Book A Room
/by Erica Brooks/
I am just the worst for excuses.
Last year at the Edinburgh International Book Festival I sat in a packed audience listening to a newly-published author talk about how she had started her novel once her son was born. Like all new mums she had no time at all to herself, but that didn’t stop her, oh no. She scraped away on that novel a little at a time, five minutes here and there. She did this for seven years. And now here she was, sharing a stage with Scarlett-freaking-Thomas and rubbing elbows with Ian Rankin in the Author’s Yurt (it’s a thing).
I smiled and said things like ‘wow’ out loud, but inside I was thinking less generous thoughts.
I don’t have a baby, but I do have a husband. (He has, by the way, already poked his head into the computer room to ask me to Google something at least four times.) And I have a job. I also have roller derby practice, and I’ve been reading some really good books lately, and we just figured out how to watch Saturday Night Live from the UK, and also writing a novel is haaarrrd. Which is maybe what it all comes down to.
In the end, there’s no short cuts, just do the hard work. We all know this. That said, I’ve never been a fan of self- flagellation, especially when all it gets you (or me, at least) is an extra helping of guilt and no actual words on the page. I like to work with what I’ve got, even if what I’ve got is an underdeveloped motivational drive and almost no self-discipline.
So a couple of weeks ago, I booked myself in for two nights at a bed and breakfast in Dundee. Just me. No husband, no internet (besides the pricey 3G on my mobile) – it was my private writer’s retreat. It might not have exactly embodied the struggling-artist ideal, but it sure was pretty.
I’m not sure how I ended up in Dundee. My original plan had been to find some wind-swept place in the remote Highlands, a physical space to match the psychological one I was seeking. That plan lasted the five minutes it took me to realise that I have to get to said place without a car, after work on Friday, at a reasonable price. I started Googling closer to home. But with the help of online reviews, I managed to find a cosy-looking B&B just outside of Dundee, surrounded by trees and, crucially, not decorated in frothy pseudo-Victorian lace. I’m writing sci-fi, for God’s sake. I can’t do that surrounded by lace.
(The B&B, by the way, is called Balmuirfield House, and literally everybody reading this needs to book themselves a room there. Stat. You’re welcome.)
So I had the place. Now I needed a plan.
Obviously, I wasn’t going to write a novel in a day. But I had a chance to give myself a leg up, to lay some groundwork that would make it easier to keep grinding along when I was no longer luxuriating beside my own private fireplace or ruminating in peace, while I gazed out at red squirrels running across the lawn (seriously – book a room). So I decided to focus on my weakest point, the one element that has caught me out every time I’ve tried to write this thing. I decided to focus on plot.

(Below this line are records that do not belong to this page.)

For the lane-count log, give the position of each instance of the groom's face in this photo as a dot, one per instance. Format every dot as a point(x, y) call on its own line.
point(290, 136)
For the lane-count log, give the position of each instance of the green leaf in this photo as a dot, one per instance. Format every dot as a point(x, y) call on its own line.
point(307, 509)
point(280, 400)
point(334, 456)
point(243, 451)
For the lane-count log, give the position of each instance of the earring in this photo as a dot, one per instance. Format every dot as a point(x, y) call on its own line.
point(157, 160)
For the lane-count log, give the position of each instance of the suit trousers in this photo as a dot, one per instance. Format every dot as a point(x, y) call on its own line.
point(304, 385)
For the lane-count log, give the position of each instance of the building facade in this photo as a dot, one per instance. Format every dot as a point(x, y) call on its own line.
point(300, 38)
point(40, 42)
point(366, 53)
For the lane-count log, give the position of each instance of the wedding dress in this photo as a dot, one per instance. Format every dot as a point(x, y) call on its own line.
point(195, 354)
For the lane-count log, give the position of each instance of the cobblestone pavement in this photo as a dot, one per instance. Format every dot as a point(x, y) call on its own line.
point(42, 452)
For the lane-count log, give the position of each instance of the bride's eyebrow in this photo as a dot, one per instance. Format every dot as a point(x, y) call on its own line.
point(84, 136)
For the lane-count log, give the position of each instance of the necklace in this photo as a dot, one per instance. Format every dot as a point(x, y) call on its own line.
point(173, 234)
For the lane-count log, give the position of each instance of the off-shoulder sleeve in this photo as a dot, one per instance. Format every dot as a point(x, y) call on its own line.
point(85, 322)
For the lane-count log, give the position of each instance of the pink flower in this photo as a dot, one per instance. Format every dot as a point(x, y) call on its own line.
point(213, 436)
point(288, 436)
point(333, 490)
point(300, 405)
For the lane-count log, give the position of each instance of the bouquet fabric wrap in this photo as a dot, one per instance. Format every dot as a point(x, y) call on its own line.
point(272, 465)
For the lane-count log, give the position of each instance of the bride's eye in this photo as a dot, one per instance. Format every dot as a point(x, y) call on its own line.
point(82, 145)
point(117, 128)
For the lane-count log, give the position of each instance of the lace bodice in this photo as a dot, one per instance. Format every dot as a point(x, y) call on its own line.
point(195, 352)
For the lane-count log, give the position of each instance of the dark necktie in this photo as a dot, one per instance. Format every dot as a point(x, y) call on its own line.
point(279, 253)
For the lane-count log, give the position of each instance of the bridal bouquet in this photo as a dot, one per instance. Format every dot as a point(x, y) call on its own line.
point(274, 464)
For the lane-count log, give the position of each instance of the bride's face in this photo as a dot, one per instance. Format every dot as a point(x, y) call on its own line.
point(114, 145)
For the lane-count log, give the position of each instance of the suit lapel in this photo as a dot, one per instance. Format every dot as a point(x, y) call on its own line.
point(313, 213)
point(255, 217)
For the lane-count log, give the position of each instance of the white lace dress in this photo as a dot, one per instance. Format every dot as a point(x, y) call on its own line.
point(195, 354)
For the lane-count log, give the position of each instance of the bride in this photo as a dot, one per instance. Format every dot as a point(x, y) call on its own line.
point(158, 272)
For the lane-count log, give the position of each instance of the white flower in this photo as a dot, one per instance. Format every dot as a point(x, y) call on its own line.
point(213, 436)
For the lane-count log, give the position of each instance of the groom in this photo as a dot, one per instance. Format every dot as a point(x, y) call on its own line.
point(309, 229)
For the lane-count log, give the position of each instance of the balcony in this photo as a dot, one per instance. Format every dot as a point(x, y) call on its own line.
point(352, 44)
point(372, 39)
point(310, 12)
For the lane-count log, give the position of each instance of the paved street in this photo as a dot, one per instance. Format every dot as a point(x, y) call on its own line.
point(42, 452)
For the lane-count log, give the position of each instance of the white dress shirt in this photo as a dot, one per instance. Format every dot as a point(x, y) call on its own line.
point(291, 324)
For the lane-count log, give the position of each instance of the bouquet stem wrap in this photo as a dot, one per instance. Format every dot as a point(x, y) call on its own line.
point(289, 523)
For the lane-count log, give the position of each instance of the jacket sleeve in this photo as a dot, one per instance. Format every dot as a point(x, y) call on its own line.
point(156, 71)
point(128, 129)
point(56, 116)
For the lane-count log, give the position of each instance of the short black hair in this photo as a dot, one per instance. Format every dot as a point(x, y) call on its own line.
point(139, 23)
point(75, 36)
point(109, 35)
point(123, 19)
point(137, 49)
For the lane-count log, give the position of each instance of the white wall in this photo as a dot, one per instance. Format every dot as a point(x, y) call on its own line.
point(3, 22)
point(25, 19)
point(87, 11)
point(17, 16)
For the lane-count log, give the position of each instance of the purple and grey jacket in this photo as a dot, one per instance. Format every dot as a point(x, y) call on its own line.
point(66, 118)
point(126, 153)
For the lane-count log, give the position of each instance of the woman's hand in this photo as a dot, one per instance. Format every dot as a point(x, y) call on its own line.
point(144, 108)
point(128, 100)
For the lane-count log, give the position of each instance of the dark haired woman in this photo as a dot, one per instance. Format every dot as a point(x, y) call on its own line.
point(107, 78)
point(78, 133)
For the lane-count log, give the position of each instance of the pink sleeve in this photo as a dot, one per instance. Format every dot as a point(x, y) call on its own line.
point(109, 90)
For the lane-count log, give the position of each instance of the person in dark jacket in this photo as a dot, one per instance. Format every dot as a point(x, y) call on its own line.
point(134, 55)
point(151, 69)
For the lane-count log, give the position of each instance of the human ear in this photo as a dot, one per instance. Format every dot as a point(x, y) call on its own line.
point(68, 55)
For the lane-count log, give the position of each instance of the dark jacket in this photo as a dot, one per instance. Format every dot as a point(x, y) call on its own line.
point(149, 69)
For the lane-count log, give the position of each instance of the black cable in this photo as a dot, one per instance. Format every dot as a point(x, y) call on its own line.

Full disclosure: the novel I’m working on started out four years ago as a product of National Novel Writing Month, the annual binge-writing event where people all over the world go just a wee bit mad and churn out a 50,000-word novel between the 1st and the 30th of November. It’s a blast, and it gave me a great start on a first draft, but after the second or third time I had to throw out 90 percent of the bugger, I started to think that maybe, just maybe, I could use a little structure. This was my single, focussed goal for the weekend: build a skeleton. A framework. Give myself something to work with. Evil, nefarious plotting.
So I showed up at Balmuirfield House armed with printouts of plot advice, a notebook, a paranoid number of pens and back-up pens, and my little netbook. My hosts were warm and funny, and we stayed up past midnight on that first night swapping stories and eating chocolate. But after that, I was on my own. Yes, I had a fireplace and red squirrels and a giant bathtub. But it was still just me, alone in the room with a big, empty notebook.
I had one full day there. And I grumbled and paced. I heaved big sighs. I smoked too much. I played with the fire.
And I found a plot.
I know some of you are naturals when it comes to this. But we all have our weak points, and so I know you’ll understand when I say that this is huge for me. It’s a genuine first. Even my short stories usually feel their way along as they go, and anything longer I’ve attempted has followed the basic structure of Big Shocking Moment … yadda, yadda, yadda … MOVING IMAGERY JAZZHANDS!! with almost nothing to justify calling it a story.
But this? This was a story. It is a story. I’m kind of in love with it.
It feels like there should be a moral here somewhere, but damned if I can find it. I hope, when it comes down to it, that I can be as brave as that author and nibble out a novel in bits if I have to. I hope I can keep going with what I’ve started.
But in the meantime… hot damn, that was a good weekend.